Ähnlich beurteilen auch zwei berufstätige Frauen, die für einen Workshop zum ersten Mal in Ingolstadt sind, den Status Quo des Foyers: "Irgendwie erinnert mich das Flair der Halle ein wenig an die DDR - die alte Ausstattung und die grauen Wände", so die Besucherinnen unverblümt.

Ganz andere Bedenken hat Artur Greb, der mit Blick auf einen Abriss Chaos am Hauptbahnhof befürchtet: "Ich finde nicht, dass wir eine neue Halle brauchen, das gibt nur Stress!"Der KFZ-Mechatroniker fährt regelmäßig Bahn. Im Gegensatz zu den vielen kritischen Stimmen unter den Konzernkunden gibt es vereinzelt auch Optimisten - die sehen den Hauptbahnhof als erstes Aushängeschild der Stadt, das dringend durch ein neues ersetzt werden müsse. "Für die Außenwirkung der Stadt wäre es sicherlich vorteilhaft, wenn wir ein schönes und modernes Bahnhofsgebäude hätten. Schließlich will Ingolstadt eine Großstadt sein, und das gehört für mich dazu", sagt beispielsweise ein 25-jähriger Student, der zwischen Ingolstadt und Regensburg pendelt. "Das ist einer Großstadt nicht unbedingt würdig, doch ich stamme aus dem Osten und bin einiges gewohnt", scherzt hingegen ein 30-jähriger Wahl-Ingolstädter. Man müsse sich allerdings auf keinen Fall mit den "Prestigebahnhöfen anderer Großstädte messen", relativierte der Mann sogleich seine Forderung.

Und die Geschäftsleute? Eine Mitarbeiterin des in der Halle ansässigen Floristen fürchtet ob des geplanten Abrisses um ihren Job: "Es war einmal von Containern die Rede, aber wie sollen wir da im Sommer Blumen verkaufen" Ohnehin sei ja noch gar nicht bekannt, zu welchen Konditionen die neuen Geschäftsräume überhaupt vergeben werden. Von einer Bewerbung in Berlin sei die Rede gewesen - es herrscht viel Unklarheit. Eine Mitarbeiterin der Bäckerei nebenan macht sich hingegen weniger Sorgen: "Hauptsache, ich habe Arbeit", sagt die junge Frau trocken.

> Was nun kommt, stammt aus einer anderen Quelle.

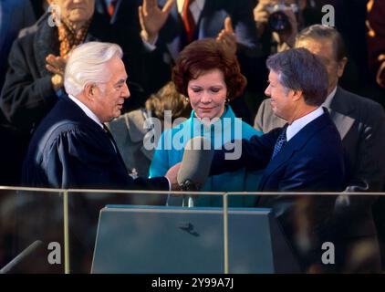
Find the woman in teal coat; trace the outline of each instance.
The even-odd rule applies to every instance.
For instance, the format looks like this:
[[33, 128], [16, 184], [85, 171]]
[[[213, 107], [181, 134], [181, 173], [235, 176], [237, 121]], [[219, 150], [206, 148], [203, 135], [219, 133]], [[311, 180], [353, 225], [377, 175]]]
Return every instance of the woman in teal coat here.
[[[159, 141], [151, 167], [150, 177], [162, 176], [182, 162], [186, 142], [204, 136], [214, 149], [232, 140], [260, 135], [250, 125], [236, 118], [228, 102], [242, 94], [246, 80], [240, 72], [236, 57], [214, 39], [197, 40], [180, 54], [172, 72], [177, 90], [188, 97], [192, 108], [190, 119], [166, 130]], [[202, 192], [255, 192], [260, 172], [245, 169], [209, 177]], [[178, 200], [174, 200], [178, 201]], [[232, 196], [231, 206], [253, 206], [252, 196]], [[169, 200], [170, 204], [174, 204]], [[222, 197], [202, 195], [195, 205], [220, 206]]]

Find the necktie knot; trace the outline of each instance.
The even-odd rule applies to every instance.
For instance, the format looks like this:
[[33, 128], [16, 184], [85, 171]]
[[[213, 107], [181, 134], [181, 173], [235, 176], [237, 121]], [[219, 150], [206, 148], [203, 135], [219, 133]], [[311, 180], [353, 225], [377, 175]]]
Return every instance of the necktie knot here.
[[274, 146], [274, 151], [272, 155], [272, 159], [278, 154], [278, 152], [284, 148], [284, 146], [286, 144], [286, 130], [287, 130], [287, 124], [285, 125], [285, 127], [282, 128], [282, 130], [276, 139], [276, 145]]

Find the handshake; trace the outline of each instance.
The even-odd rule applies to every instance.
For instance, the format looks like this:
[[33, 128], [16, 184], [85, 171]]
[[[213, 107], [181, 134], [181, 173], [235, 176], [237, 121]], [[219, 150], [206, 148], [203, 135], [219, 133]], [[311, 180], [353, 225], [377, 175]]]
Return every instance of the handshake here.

Alles in allem herrscht viel Skepsis bezüglich eines Abrisses und anschließenden Neubaus des Bahnhofsgebäudes. Nur wenige Kunden sehen dem Vorhaben optimistisch entgegen, an erster Stelle steht für viele die Funktionalität der Halle, sei sie auch veraltet oder optisch nicht ansprechend. Ein Neubau zöge wohl eine große Baustelle samt Komplikationen für Pendler und Ladenbetreiber mit sich, so zumindest die Befürchtung vieler am Freitagnachmittag.